Память стала похожа на работу маниакального сосредоточенного систематизатора, разбирающего все по признаку тления, гниения и увяданья, заносящая все-все это на одинаковые, лежащие в одном ящике каталожные карточки сомнительной любви, перегоревшей вины, сублимированной жалости, изжитого сострадания.
Память, настаивающая на неотменяемости этих душевных переживаний, но могущая привести массу примеров из личной практики их попрания, так как... так как все наши частные жалкие действия вовсе не предназначены для проецирования в серьезную недетскую бесконечность.
Они конечны сами по себе, а маниакальные воспоминания о них – как раз и есть свидетельство их случайности.
Истерическая память переключила в силу какой-то всеобщей нестабильности, в силу качнувшегося не в ту сторону домашнего маятника, скажем так, легкого безумья, перевела все действия в судорожные, видимые лишь внутренним оком метанья, нужные лишь для поиска точных слов, вернее, точных смыслов пережитого при помощи определенно неточных своевольных и случайных сравнений.
Последовательность мгновений, могущих еще что-то мочь сами по себе.
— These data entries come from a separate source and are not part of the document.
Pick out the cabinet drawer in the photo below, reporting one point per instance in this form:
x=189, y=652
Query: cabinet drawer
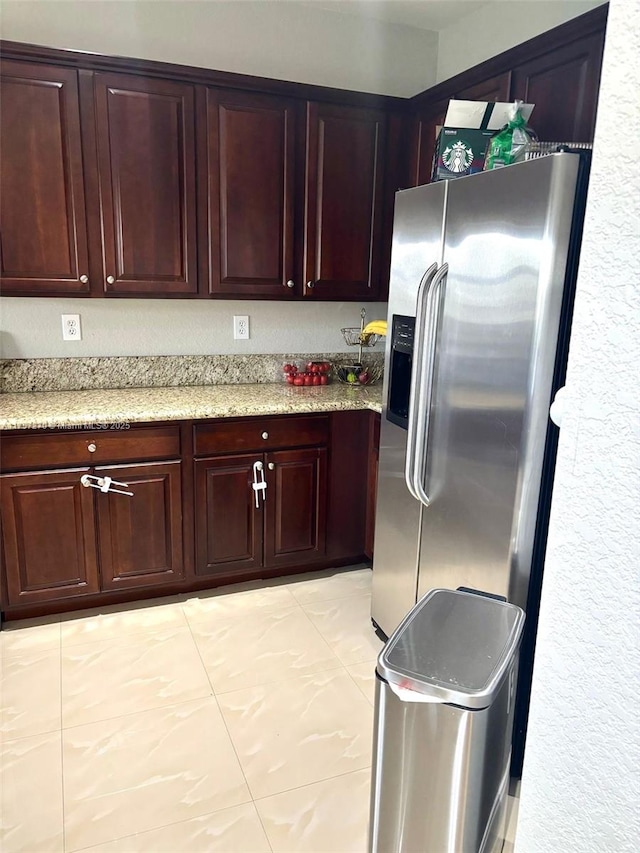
x=260, y=434
x=88, y=447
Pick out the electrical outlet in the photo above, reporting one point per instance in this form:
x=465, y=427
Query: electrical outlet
x=241, y=327
x=71, y=329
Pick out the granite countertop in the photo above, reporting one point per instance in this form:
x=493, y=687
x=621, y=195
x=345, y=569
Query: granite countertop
x=59, y=409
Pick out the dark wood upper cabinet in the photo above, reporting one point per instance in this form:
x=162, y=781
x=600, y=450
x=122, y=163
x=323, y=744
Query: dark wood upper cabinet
x=493, y=89
x=49, y=536
x=145, y=134
x=229, y=527
x=563, y=84
x=295, y=506
x=344, y=201
x=424, y=134
x=43, y=227
x=249, y=194
x=140, y=537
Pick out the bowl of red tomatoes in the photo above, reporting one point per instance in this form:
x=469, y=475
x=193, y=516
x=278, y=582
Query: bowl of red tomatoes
x=309, y=375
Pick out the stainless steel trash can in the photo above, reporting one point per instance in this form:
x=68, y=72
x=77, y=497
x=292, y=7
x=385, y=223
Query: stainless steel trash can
x=445, y=686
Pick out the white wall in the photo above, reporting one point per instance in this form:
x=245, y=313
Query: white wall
x=271, y=38
x=581, y=782
x=31, y=328
x=499, y=26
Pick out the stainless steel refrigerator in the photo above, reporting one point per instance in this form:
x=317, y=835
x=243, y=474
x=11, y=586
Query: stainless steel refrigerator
x=482, y=278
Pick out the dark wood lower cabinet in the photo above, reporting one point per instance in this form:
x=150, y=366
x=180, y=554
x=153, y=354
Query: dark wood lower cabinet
x=287, y=528
x=140, y=537
x=48, y=522
x=191, y=522
x=372, y=483
x=228, y=524
x=296, y=507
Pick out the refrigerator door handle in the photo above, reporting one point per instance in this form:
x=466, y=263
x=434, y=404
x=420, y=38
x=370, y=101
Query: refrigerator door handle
x=428, y=355
x=416, y=377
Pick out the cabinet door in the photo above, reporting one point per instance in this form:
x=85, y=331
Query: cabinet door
x=228, y=524
x=250, y=194
x=140, y=537
x=43, y=228
x=563, y=84
x=344, y=202
x=295, y=507
x=49, y=536
x=146, y=165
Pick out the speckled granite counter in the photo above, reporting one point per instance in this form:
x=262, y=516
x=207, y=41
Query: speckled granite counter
x=59, y=409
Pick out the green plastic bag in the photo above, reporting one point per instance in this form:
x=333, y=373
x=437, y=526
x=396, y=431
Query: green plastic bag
x=511, y=143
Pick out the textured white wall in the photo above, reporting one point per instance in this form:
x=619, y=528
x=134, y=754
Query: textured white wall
x=581, y=782
x=499, y=26
x=269, y=38
x=31, y=328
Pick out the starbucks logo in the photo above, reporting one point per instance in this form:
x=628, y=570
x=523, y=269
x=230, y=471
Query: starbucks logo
x=457, y=157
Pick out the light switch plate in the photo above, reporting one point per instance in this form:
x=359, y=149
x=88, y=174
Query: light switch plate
x=240, y=327
x=71, y=328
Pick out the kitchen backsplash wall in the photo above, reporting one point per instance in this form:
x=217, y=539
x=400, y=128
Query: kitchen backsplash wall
x=81, y=374
x=32, y=328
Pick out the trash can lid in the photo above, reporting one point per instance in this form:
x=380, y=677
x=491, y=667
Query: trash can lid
x=453, y=647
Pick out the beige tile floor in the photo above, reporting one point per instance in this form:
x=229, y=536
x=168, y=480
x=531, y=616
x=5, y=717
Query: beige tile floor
x=236, y=721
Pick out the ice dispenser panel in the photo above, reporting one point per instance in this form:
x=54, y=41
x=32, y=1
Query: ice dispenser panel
x=402, y=331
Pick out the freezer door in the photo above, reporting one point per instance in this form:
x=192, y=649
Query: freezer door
x=506, y=244
x=417, y=245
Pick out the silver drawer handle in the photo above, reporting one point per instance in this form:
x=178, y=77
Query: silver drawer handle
x=104, y=484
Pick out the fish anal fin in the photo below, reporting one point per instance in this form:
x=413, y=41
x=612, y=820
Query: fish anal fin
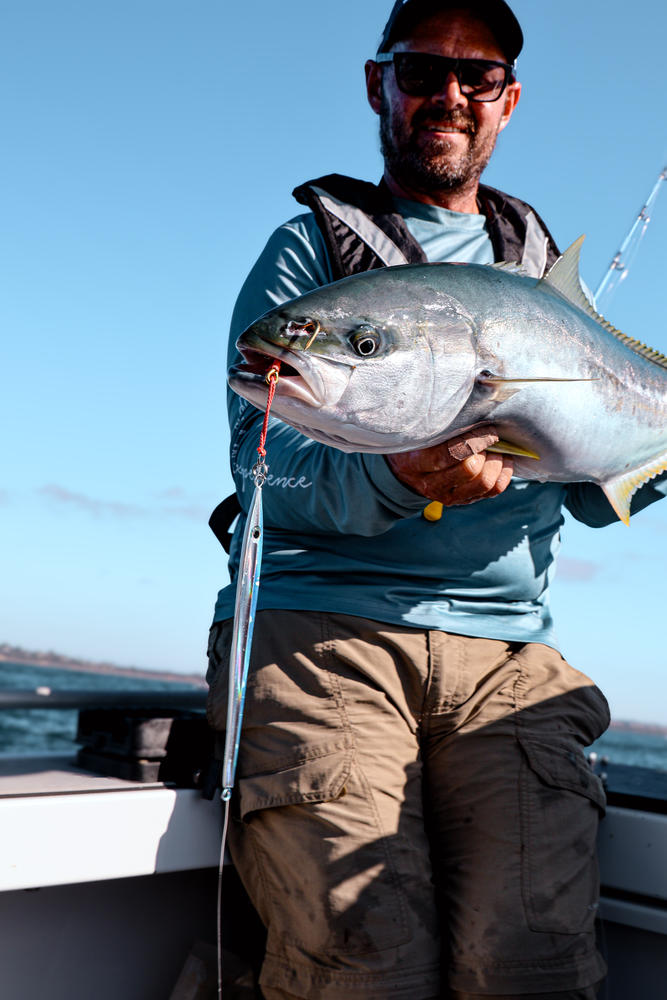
x=620, y=490
x=507, y=448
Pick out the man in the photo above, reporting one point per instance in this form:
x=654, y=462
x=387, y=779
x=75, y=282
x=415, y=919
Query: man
x=414, y=816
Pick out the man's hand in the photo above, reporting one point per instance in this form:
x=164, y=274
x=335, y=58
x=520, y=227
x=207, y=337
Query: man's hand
x=457, y=471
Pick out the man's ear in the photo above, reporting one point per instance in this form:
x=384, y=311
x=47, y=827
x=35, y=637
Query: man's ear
x=512, y=95
x=373, y=72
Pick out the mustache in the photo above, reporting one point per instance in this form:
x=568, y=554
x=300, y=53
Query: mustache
x=457, y=119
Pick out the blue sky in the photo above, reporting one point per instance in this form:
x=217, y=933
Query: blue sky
x=150, y=146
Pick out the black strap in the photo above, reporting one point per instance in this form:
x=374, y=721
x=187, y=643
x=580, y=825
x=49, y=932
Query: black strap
x=222, y=519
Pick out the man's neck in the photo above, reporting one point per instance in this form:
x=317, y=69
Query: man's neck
x=459, y=200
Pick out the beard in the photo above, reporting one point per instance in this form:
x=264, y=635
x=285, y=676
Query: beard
x=433, y=163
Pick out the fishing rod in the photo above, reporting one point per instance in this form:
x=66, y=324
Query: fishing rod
x=622, y=259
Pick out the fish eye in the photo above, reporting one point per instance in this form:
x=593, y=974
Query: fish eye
x=365, y=341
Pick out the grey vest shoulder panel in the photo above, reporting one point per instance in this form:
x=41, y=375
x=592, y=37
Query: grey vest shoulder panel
x=362, y=230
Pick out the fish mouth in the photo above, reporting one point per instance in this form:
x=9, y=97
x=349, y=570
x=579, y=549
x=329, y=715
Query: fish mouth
x=300, y=377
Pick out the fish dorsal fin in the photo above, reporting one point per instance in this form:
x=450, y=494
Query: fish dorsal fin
x=564, y=277
x=620, y=490
x=511, y=266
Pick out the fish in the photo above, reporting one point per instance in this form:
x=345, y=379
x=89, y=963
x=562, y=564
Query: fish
x=406, y=357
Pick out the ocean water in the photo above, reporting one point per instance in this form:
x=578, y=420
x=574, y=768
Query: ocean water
x=35, y=730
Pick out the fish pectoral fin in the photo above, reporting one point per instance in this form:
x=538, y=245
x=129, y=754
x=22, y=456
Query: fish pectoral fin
x=507, y=448
x=620, y=490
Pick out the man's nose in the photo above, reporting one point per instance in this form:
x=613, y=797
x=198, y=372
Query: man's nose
x=450, y=94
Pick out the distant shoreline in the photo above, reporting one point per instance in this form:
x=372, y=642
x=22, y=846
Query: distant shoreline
x=19, y=656
x=28, y=658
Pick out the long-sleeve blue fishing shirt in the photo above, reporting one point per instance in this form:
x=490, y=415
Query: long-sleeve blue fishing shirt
x=342, y=534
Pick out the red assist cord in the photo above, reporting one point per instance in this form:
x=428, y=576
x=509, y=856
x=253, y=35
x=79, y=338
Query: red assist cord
x=271, y=380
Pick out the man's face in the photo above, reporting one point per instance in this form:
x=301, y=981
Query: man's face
x=441, y=142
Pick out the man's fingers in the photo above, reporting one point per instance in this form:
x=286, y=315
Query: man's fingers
x=456, y=472
x=471, y=444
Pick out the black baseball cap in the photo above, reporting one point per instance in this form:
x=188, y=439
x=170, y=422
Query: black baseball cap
x=495, y=13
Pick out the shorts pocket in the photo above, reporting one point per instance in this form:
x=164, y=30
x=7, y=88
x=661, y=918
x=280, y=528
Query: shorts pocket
x=561, y=803
x=217, y=675
x=309, y=848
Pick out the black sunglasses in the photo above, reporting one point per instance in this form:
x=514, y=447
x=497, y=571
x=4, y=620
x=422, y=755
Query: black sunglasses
x=420, y=74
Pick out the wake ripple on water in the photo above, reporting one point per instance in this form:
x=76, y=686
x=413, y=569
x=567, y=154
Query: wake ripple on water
x=37, y=730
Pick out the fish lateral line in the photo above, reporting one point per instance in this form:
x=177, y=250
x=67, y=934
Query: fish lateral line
x=520, y=380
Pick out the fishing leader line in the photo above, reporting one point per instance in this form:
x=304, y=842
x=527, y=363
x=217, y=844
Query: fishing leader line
x=250, y=564
x=622, y=259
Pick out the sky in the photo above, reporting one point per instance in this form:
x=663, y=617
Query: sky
x=149, y=149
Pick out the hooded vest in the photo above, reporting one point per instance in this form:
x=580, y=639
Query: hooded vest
x=362, y=229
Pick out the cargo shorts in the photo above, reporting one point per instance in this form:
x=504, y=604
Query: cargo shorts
x=413, y=813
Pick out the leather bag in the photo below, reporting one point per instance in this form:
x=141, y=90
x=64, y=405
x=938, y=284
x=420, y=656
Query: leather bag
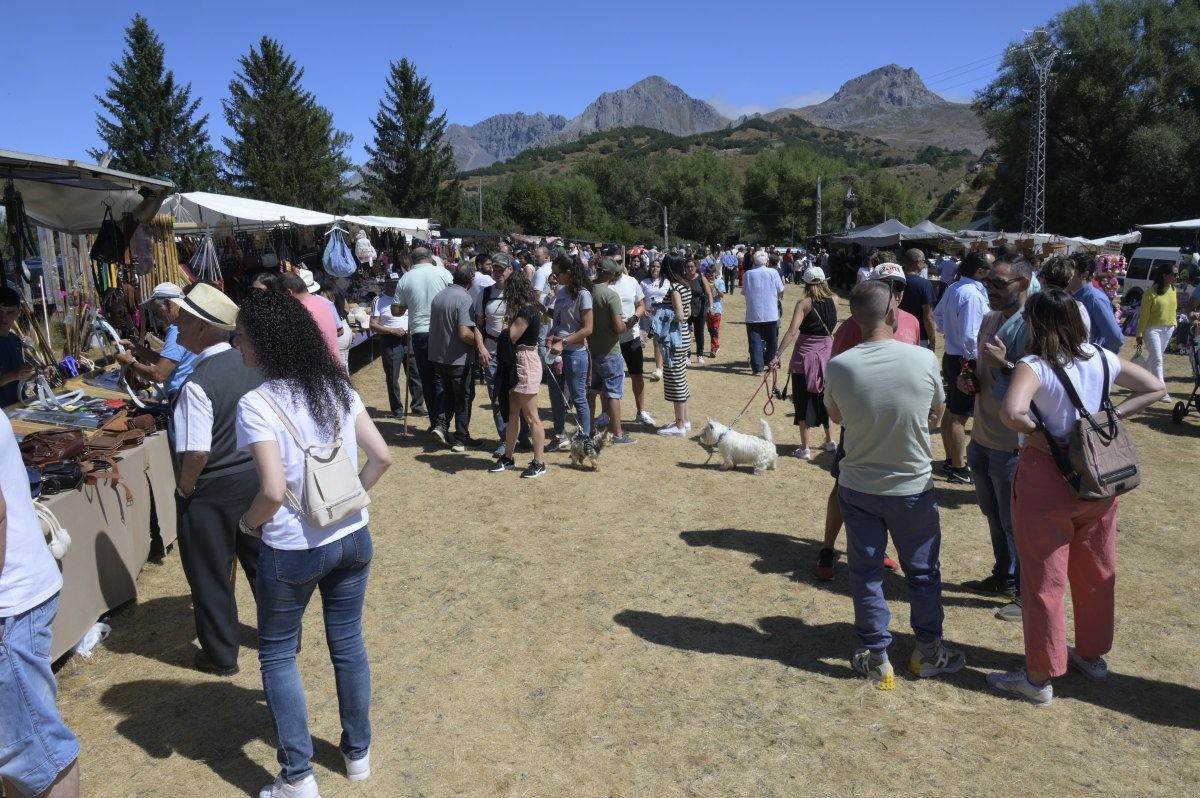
x=1101, y=461
x=47, y=447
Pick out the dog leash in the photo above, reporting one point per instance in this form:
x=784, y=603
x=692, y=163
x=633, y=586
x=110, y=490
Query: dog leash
x=768, y=407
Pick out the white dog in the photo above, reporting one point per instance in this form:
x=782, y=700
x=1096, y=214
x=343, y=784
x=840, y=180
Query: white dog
x=738, y=449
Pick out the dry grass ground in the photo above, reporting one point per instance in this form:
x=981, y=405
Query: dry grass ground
x=653, y=629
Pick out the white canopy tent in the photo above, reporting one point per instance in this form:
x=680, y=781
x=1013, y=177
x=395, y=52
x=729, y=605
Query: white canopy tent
x=207, y=209
x=1188, y=225
x=71, y=196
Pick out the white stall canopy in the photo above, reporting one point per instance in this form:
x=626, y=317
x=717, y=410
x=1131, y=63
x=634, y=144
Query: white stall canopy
x=71, y=196
x=1189, y=225
x=209, y=210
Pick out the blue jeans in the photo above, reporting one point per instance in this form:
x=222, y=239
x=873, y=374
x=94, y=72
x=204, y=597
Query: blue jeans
x=557, y=403
x=35, y=745
x=763, y=337
x=993, y=471
x=917, y=535
x=431, y=387
x=286, y=582
x=575, y=379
Последовательность полузабытых призывов сердца, могущих еще сегодня найти отклик, вызвать череду воспоминаний, свертывающих прошлое и текущее в одну цепь, хотя бы этих закавыченных слов:
«Дикое молодежное кладбище, пугающее число новых могил, в которых покоятся совершенно молодые, изъятые незаметно для всех люди, юные, незрелые, и как знак исчерпанности их жизней – полный развал вокруг, зияющее ущербное отсутствие растительности, хотя бы намека на элегичность, на обольстительные прохладные тени, развал, даже не намекающий на приверженность их праха новой общей, хотя бы и молекулярной, жизни, чудовищная заизвесткованность бетонных надолбов-могильников, годная лишь для сугубо индивидуального разложения, со всеми представимыми фазами тления, жирного праха, желтых вод, гробовой обрушившейся доски, в сумме не оставляющие хоть какой-то привлекательности образу подступившего вплотную небытия.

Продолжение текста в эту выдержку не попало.